This journey began when I read Outnumbered: Exploring the Algorithms That Control Our Lives by David Sumpter, Professor of Applied Mathematics at the University of Uppsala, Sweden. It tells about the effects of technology and the Internet on our lives. “Using the data they are constantly collecting about where we travel, where we shop, what we buy, and what interests us, they can begin to predict our daily habits, and increasingly we are relinquishing our decision-making to algorithms.”
That seems scary, but one reassuring, and somewhat surprising, observation was that commercial and political discussions and arguments on social media and even those by professional persuaders like politicians and advertisers don’t do much to move us off our established positions. You’ll struggle to move someone from one side to the other no matter how good your data; a more likely reaction will be increased resistance (Democrat/Republican, Coke/Pepsi).
Next stop, The New York Review of Books. Here I found a review of The Undoing Project by Michael Lewis, author of Money Ball and other best sellers. In it he “recounts the complex friendship and remarkable intellectual partnership of Daniel Kahneman and Amos Tversky, the psychologists whose work has provided the foundation for the new behavioral science.” Their work is summarized in Thinking, Fast and Slow (2011) that gives numerous examples of how intuition, fast thinking, frequently leads us in the wrong direction. (I referred to this idea last Monday.)

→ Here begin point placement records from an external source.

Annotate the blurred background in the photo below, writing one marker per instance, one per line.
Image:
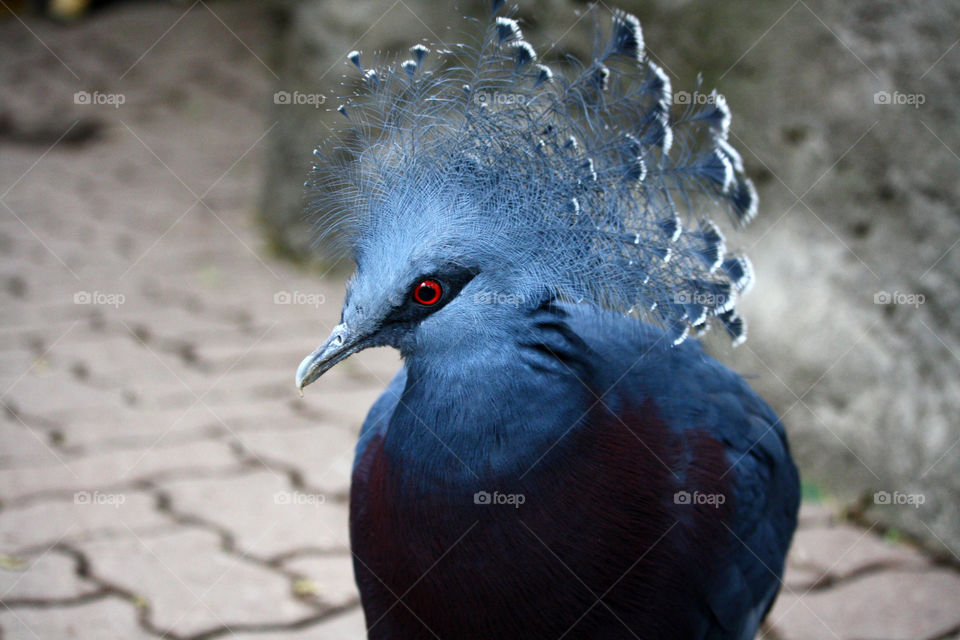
(159, 476)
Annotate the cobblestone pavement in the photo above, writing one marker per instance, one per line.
(159, 475)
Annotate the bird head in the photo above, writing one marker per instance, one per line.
(474, 182)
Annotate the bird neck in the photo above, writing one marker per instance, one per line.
(493, 403)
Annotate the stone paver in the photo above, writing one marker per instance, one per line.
(265, 514)
(322, 578)
(43, 524)
(46, 576)
(158, 471)
(112, 619)
(191, 585)
(91, 473)
(894, 605)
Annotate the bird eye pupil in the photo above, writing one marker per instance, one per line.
(427, 292)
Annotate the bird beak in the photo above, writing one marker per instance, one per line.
(341, 343)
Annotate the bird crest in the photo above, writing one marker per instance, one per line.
(578, 181)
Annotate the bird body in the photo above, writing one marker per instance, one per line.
(599, 438)
(555, 459)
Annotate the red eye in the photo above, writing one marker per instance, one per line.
(428, 292)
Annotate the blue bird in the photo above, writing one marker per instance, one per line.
(557, 457)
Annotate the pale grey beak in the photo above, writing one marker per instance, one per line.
(341, 343)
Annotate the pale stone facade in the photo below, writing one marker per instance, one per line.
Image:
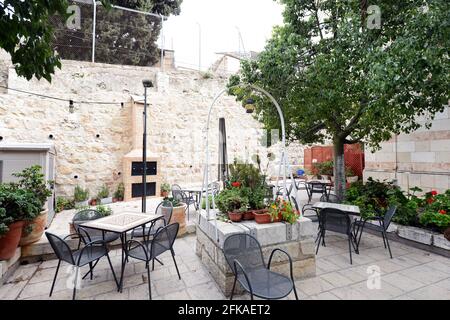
(422, 158)
(92, 141)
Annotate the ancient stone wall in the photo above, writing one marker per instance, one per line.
(92, 141)
(422, 158)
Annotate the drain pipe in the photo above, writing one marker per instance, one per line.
(94, 22)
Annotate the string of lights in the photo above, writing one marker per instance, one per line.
(70, 101)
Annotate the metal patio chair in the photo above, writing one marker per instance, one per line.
(336, 221)
(384, 223)
(165, 208)
(244, 256)
(149, 250)
(90, 253)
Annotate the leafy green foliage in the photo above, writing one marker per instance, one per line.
(64, 204)
(80, 194)
(231, 200)
(338, 80)
(17, 204)
(174, 201)
(32, 180)
(120, 191)
(374, 197)
(103, 192)
(104, 210)
(165, 187)
(436, 212)
(285, 209)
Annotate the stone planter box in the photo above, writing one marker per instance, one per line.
(440, 242)
(423, 236)
(415, 234)
(297, 240)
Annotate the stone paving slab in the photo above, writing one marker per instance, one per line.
(411, 274)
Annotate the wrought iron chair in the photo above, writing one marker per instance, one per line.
(91, 235)
(384, 223)
(315, 187)
(331, 198)
(149, 250)
(90, 253)
(165, 209)
(180, 195)
(244, 256)
(337, 221)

Later in the article the reviewer begins to elaborate: “Lewis does not discuss the ways in which the same behavioral science can be used quite deliberately for the purposes of deception and manipulation, though this has been one of its most important applications.” But wait a minute! That idea would contradict the point mentioned above.
To support a premise that “Lewis does not discuss,” the reviewer spends several paragraphs worrying that Trump’s 2016 victory moved this new understanding of behavioral science from “making the world a better place” to “a darker story in the public mind…. News outlets have claimed that although Obama’s and Clinton’s teams both used social media, data analytics, and finely grained targeting to promote their message, Trump’s team, according to Forbes, ‘delved into message tailoring, sentiment manipulation and machine learning.’… If this sinister level of manipulation seems far-fetched, it nevertheless reflects the boasts of Cambridge Analytica, the company they employed to do this for them.”

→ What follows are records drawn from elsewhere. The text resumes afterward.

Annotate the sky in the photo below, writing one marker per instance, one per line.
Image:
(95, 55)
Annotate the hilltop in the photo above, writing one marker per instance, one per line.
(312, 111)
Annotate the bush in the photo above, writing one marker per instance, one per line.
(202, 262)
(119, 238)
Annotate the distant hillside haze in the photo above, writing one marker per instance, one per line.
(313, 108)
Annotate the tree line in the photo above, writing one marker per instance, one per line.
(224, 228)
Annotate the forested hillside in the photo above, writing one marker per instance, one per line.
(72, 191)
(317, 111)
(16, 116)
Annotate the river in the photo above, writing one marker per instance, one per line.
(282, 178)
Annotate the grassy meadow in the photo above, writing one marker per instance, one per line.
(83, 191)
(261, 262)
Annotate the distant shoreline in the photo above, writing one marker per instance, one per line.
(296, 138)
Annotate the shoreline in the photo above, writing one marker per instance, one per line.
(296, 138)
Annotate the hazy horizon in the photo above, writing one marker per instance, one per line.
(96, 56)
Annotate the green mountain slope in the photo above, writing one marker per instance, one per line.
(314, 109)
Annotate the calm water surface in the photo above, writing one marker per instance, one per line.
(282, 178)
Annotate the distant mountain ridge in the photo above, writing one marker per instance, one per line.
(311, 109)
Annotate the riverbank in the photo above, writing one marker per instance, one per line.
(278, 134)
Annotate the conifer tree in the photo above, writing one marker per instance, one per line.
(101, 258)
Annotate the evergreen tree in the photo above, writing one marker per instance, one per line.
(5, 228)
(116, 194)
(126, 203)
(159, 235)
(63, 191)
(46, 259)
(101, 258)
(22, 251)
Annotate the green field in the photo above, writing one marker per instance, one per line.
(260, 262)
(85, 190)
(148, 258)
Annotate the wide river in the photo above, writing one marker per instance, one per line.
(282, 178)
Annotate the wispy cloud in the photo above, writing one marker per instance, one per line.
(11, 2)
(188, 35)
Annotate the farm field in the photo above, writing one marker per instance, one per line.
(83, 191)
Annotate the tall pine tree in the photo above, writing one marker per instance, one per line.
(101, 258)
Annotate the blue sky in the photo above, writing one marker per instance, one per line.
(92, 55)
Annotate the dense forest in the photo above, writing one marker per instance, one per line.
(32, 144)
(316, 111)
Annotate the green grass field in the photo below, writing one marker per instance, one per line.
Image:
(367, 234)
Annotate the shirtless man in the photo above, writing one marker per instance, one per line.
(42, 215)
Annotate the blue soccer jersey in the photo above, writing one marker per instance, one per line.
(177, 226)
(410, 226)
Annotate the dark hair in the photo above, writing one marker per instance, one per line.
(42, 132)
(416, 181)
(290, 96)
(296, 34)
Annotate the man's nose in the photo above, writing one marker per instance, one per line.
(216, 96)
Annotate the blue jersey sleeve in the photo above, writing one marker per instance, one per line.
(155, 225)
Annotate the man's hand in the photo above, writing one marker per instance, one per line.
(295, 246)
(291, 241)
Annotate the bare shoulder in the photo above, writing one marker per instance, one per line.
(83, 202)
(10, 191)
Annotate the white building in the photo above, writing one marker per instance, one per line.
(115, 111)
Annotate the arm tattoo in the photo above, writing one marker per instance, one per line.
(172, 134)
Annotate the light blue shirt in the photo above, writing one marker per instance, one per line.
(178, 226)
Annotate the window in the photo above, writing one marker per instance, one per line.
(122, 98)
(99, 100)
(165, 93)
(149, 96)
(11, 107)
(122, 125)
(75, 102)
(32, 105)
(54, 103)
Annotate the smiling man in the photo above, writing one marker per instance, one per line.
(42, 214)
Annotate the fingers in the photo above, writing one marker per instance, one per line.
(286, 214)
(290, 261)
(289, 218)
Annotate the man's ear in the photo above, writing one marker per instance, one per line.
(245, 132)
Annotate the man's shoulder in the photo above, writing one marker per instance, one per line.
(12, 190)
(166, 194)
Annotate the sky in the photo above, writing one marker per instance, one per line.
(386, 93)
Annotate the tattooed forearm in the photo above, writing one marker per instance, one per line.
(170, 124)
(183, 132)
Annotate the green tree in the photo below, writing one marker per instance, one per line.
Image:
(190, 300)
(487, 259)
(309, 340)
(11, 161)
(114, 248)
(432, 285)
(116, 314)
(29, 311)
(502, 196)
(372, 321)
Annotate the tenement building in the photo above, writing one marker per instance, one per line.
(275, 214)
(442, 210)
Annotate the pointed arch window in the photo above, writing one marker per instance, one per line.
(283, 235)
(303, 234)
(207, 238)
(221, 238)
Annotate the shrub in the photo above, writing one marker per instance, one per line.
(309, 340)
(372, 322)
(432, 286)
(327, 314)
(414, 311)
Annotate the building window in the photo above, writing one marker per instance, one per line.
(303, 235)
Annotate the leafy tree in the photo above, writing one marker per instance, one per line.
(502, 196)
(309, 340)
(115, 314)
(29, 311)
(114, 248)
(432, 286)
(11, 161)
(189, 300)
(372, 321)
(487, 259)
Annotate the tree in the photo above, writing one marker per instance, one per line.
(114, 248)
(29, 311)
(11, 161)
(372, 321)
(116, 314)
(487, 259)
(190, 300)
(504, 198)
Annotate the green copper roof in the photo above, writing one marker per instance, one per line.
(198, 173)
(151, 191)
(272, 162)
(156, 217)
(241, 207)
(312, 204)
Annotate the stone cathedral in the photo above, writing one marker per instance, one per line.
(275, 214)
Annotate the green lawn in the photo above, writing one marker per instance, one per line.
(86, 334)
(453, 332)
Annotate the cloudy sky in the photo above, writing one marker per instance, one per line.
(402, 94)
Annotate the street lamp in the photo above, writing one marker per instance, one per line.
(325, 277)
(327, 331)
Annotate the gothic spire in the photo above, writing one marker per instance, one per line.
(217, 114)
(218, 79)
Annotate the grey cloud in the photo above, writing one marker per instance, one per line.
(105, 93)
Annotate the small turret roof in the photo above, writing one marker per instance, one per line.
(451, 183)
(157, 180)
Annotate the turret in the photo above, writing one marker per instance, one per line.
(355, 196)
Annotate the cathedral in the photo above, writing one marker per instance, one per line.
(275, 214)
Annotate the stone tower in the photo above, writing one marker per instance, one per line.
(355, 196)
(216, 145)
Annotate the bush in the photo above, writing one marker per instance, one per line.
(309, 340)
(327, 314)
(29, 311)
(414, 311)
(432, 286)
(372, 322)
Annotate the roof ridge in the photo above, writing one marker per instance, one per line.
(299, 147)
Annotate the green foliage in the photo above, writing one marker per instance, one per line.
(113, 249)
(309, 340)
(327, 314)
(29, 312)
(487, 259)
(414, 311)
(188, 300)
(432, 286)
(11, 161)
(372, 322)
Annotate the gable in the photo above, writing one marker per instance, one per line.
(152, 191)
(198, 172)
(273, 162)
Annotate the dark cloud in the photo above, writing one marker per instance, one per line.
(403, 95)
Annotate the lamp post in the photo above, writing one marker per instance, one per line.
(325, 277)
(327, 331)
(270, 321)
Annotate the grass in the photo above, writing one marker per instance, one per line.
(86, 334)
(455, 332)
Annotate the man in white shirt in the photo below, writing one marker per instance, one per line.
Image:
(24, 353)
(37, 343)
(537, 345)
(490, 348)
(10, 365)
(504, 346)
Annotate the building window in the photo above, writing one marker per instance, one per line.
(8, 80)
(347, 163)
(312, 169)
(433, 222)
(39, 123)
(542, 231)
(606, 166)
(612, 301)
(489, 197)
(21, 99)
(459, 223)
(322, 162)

The implication is that this must be take very seriously, but four paragraphs later the reviewer concedes that whether Cambridge Analytica did or even could do what they claimed consists primarily of a sales pitch.

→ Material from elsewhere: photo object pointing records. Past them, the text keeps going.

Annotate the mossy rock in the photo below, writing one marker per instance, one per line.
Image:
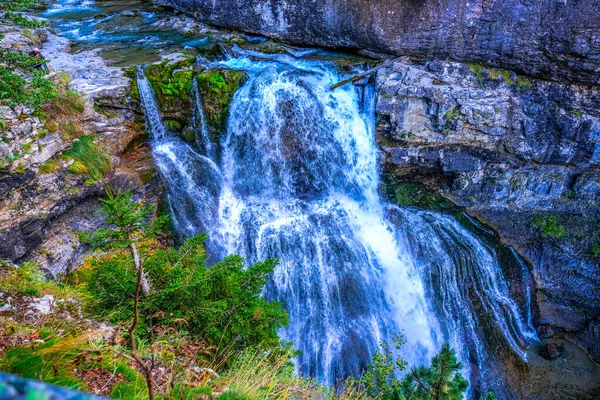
(217, 88)
(131, 73)
(172, 86)
(408, 194)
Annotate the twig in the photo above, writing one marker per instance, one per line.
(362, 74)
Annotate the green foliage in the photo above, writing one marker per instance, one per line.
(380, 379)
(220, 305)
(523, 84)
(223, 303)
(172, 87)
(217, 88)
(441, 381)
(413, 195)
(50, 167)
(24, 280)
(24, 22)
(549, 226)
(478, 70)
(452, 114)
(497, 73)
(489, 396)
(21, 85)
(15, 89)
(18, 5)
(89, 157)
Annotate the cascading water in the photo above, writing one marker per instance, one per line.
(193, 180)
(298, 181)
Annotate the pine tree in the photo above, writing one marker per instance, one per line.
(441, 381)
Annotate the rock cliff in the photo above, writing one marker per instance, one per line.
(520, 154)
(549, 39)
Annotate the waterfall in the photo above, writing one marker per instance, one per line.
(298, 180)
(193, 180)
(199, 125)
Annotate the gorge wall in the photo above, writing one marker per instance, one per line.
(513, 136)
(549, 39)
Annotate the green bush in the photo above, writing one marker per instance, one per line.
(220, 305)
(17, 5)
(223, 303)
(24, 22)
(441, 381)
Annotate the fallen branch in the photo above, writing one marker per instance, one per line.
(356, 77)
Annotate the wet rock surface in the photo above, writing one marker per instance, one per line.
(43, 201)
(519, 154)
(555, 39)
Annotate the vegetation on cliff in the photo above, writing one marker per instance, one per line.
(217, 87)
(198, 331)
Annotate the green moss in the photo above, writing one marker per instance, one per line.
(217, 88)
(69, 130)
(173, 125)
(413, 195)
(50, 167)
(51, 127)
(90, 157)
(478, 70)
(452, 114)
(172, 87)
(549, 226)
(20, 168)
(523, 84)
(131, 73)
(501, 73)
(27, 147)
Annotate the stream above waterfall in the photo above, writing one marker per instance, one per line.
(296, 176)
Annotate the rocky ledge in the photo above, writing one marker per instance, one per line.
(550, 39)
(47, 193)
(520, 154)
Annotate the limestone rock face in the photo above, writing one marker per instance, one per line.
(551, 39)
(43, 204)
(520, 154)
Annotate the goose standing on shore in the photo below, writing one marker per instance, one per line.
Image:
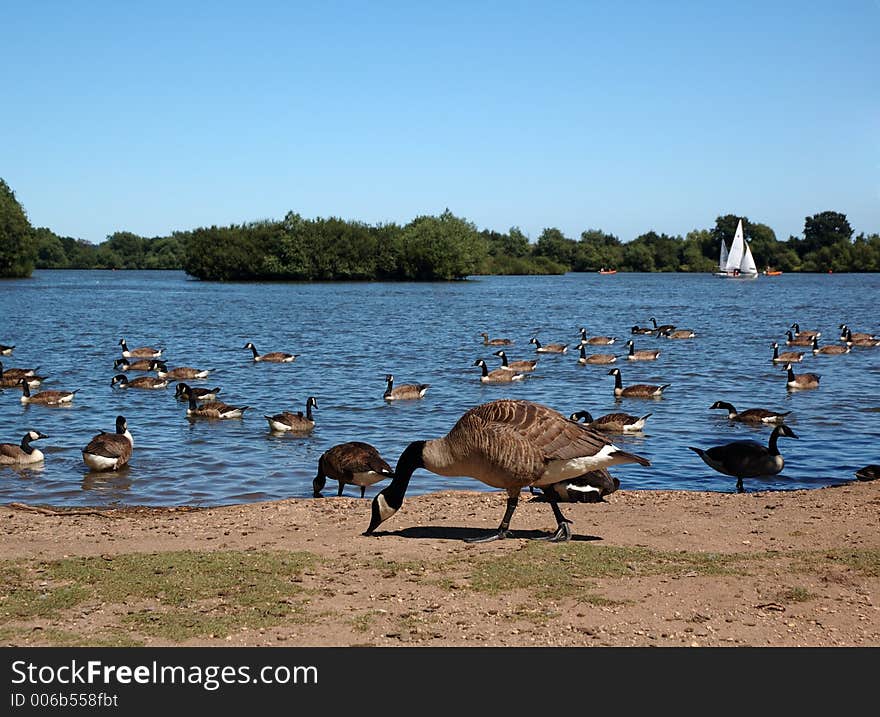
(746, 459)
(141, 352)
(508, 445)
(750, 415)
(353, 463)
(23, 453)
(637, 390)
(520, 366)
(109, 451)
(287, 421)
(272, 356)
(612, 422)
(406, 392)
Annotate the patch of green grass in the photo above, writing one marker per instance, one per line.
(552, 570)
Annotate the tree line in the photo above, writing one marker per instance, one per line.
(428, 248)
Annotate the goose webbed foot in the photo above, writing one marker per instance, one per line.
(500, 534)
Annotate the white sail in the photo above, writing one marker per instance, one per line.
(737, 249)
(722, 264)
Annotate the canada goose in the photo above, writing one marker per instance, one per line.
(637, 390)
(809, 334)
(851, 340)
(509, 445)
(109, 451)
(785, 356)
(24, 453)
(179, 372)
(45, 398)
(750, 415)
(495, 342)
(746, 459)
(184, 390)
(596, 340)
(871, 472)
(595, 358)
(802, 341)
(591, 487)
(272, 356)
(148, 382)
(355, 462)
(549, 348)
(499, 375)
(663, 328)
(830, 350)
(403, 393)
(141, 365)
(287, 421)
(521, 366)
(142, 352)
(612, 422)
(679, 334)
(213, 409)
(857, 335)
(642, 354)
(801, 380)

Finally, I turned to Not Born Yesterday: The Science of Who We Trust and What We Believe by Hugo Mercier, a cognitive scientist at the Jean Nicod Institute in Paris. He believes that people are less gullible than we tend to think. We often hear stories of obvious scams involving Nigerian princes and prepaid debit cards, but, like plane crashes, these stories make the news because they are rare and shocking, not because they are common. Again, people tend to resist rather than blindly accept new ideas.
Mercier also uses Cambridge Analytica, which according to the Guardian newspaper “allowed democracy [to be] highjacked,” as an example. On page 139 he writes, “In fact it was a scam.” He goes on to say, “In reality, its influence was nil” and that the political analysts “never saw ‘any evidence that it worked’” feeling it was based on “pop psychology BS.”
Who do I trust about the power of persuasion generally or Cambridge Analytica’s (and Russian bots') past or future influence on US elections? I trust Sumpter and Mercier, not a NYBooks reviewer speculating on something the author didn’t discuss in the book, then hedging about how true it is. Experience and these authors teach me that swaying people through psychological manipulation is highly unlikely.